Designing a system to structurally negate one of the necessary conditions for deadlock.
How can Mutual Exclusion be prevented?
It is generally difficult since some resources inherently require exclusive access (e.g., printers).
How can Hold and Wait be prevented?
Require processes to request all resources at once before starting execution, or release all resources before requesting new ones.
How can No Preemption be prevented?
If a process holding some resources requests another resource that cannot be immediately allocated, it must release its held resources.
How can Circular Wait be prevented?
Impose a total ordering of all resource types and require that processes request resources in increasing order.
What is deadlock avoidance?
Dynamically examining resource-allocation state to ensure that a system will never enter an unsafe state.
What is a safe state?
A state where there is a sequence of all processes such that each process can finish even if all of its requested resources are granted immediately.
What is the Banker’s Algorithm?
A deadlock avoidance algorithm that allocates resources only if the system will remain in a safe state afterward.
What are the requirements of the Banker’s Algorithm?
Knowledge of maximum resource needs of each process in advance and ability to check for safe state dynamically.
What is deadlock detection?
Allowing deadlocks to occur but having a mechanism to detect them and recover.
What is a resource allocation graph?
A directed graph representing processes and resources; a cycle in this graph indicates a deadlock.
How does a deadlock detection algorithm work?
It periodically examines the resource allocation graph or uses matrices to detect cycles or unresolvable resource requests.
What is deadlock recovery?
Taking action to break the deadlock after detection, typically by terminating or preempting processes.

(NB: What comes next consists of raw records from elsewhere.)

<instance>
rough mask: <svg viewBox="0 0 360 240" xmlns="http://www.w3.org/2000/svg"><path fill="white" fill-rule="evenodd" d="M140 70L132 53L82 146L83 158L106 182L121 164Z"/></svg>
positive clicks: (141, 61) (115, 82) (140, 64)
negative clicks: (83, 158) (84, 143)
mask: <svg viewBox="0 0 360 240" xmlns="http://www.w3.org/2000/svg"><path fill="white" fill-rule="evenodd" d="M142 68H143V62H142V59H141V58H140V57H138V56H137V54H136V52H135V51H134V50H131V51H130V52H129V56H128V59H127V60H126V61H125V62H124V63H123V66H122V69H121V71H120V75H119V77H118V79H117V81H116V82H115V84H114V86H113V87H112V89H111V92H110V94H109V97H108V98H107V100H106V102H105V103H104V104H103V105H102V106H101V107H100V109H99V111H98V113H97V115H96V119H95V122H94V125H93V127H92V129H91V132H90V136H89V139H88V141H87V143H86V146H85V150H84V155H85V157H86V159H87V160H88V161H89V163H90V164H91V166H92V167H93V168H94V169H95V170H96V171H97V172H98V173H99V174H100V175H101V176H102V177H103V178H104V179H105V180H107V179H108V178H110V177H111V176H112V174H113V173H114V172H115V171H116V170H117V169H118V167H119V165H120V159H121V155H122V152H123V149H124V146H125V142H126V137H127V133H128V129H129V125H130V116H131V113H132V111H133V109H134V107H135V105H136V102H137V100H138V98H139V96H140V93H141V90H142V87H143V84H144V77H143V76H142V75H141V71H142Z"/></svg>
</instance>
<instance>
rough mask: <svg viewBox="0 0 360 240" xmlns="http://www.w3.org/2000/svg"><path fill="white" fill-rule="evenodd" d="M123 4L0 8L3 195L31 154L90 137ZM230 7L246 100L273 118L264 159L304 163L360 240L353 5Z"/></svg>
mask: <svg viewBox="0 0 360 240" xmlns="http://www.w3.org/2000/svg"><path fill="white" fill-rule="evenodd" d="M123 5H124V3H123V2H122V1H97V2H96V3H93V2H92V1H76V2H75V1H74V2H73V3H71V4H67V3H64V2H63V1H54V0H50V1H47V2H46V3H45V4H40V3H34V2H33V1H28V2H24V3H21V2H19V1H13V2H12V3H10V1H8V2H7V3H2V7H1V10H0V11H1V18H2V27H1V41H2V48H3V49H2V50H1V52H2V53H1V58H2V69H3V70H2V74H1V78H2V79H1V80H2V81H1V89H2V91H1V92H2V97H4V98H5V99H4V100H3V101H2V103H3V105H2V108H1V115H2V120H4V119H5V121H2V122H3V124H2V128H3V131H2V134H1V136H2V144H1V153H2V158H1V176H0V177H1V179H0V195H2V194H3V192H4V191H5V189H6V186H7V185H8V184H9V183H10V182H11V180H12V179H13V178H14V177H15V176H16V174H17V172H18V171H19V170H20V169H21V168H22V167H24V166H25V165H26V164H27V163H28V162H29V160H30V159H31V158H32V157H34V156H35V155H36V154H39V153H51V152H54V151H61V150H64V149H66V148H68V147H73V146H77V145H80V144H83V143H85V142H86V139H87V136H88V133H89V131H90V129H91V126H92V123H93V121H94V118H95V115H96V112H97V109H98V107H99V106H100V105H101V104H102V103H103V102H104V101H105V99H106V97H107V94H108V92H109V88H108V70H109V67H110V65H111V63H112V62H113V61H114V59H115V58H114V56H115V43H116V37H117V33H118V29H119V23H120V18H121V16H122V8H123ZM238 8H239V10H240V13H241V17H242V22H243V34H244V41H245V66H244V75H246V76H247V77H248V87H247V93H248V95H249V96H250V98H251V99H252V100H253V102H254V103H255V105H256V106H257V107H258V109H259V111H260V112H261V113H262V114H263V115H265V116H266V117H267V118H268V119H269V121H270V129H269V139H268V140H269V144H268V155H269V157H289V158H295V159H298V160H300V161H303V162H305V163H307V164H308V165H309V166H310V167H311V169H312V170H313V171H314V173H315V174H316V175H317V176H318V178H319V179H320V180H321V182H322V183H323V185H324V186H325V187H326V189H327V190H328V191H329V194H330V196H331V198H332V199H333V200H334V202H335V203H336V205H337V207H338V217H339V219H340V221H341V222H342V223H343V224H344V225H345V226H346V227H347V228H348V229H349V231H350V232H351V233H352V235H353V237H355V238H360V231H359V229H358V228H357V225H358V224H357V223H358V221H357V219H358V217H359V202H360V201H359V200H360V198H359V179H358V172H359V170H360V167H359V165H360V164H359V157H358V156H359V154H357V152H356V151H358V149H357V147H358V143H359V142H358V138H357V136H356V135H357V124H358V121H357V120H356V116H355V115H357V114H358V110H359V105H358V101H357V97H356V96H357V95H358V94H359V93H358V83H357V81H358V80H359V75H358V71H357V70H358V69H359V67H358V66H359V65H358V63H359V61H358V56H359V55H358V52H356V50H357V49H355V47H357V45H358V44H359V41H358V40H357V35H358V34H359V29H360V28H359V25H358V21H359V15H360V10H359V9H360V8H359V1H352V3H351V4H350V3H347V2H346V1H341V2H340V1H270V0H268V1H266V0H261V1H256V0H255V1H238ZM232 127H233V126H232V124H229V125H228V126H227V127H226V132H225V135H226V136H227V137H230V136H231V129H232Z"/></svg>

What are two methods for deadlock recovery?
- Process Termination, 2. Resource Preemption.
What are the risks of killing processes to recover from deadlock?
Possible data loss, inconsistent system state, and difficulty deciding which process to terminate.
How can resource preemption break a deadlock?
Temporarily removing resources from one or more processes, rolling back their execution, and allowing the deadlocked cycle to be broken.
What is the “Ostrich Algorithm” in deadlock management?
Choosing to ignore deadlock detection and recovery altogether because deadlocks are very rare and the cost of handling them is high.